Methodological experimentation in political ecology: building scenarios of societal responses to future hydrological extremes

Authors: Maria Rusca*, , Gabriele Messori, Uppsala University, Giuliano Di Baldassarre , Uppsala University
Topics: Human-Environment Geography, Climatology and Meteorology, Hazards, Risks, and Disasters
Keywords: Hydroclimatic extremes, disasters, uneven development, vulnerability, differentiated recovery trajectories
Session Type: Virtual Paper
Day: 4/8/2021
Start / End Time: 9:35 AM / 10:50 AM
Room: Virtual 6
Presentation File: No File Uploaded

Floods and droughts have significantly impacted humanity throughout history and increasing global trends in hydrological extremes are expected to be exacerbated by climate change. This will have widespread socio-economic consequences and affect the ability of different societal groups to recover from, and adapt to, rapidly changing hydroclimatic conditions.
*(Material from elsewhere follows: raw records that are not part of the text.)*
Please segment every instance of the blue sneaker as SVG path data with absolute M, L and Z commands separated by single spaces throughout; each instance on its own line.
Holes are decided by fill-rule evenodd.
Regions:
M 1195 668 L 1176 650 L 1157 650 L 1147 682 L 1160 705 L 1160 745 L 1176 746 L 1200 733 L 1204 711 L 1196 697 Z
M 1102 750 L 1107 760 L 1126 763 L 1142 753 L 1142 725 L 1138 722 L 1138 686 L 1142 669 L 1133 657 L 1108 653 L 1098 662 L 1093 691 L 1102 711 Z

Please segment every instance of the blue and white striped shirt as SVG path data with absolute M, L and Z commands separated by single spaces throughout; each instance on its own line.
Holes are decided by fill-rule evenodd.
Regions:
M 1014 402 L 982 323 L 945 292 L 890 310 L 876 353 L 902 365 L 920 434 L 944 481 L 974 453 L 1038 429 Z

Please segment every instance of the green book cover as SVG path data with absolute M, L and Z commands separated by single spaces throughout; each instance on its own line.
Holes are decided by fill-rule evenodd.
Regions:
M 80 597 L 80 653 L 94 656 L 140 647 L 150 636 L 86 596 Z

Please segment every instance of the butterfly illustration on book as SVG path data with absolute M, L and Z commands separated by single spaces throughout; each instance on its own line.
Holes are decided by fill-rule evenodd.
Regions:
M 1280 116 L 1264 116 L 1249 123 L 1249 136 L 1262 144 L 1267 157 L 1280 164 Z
Political ecologies of water and critical disaster studies have been effective in unravelling and critiquing the processes of exploitation and the choreographies of power shaping uneven exposure to hydrological extremes and the differentiated recovery trajectories they elicit. Yet, this scholarship has placed less attention to what this critique can reveal about the future. Here we invoke a more experimental political ecology that integrates critical analysis with scenario thinking to unravel the politics of utopian and dystopian futures of unprecedented extreme events. This requires creating new forms of knowledge that integrate analyses of the past - structural causes and political processes of risk accumulation and differentiated recovery trajectories - with plausible future hydroclimatic extremes grounded in numerical climate projections. Eschewing prevailing technocratic views on disasters and hydrological extremes, we specifically seek to integrate the physical characteristics of the extremes with examinations of how intersectionality, power, politics and policy visions shape societal responses to future unprecedented events.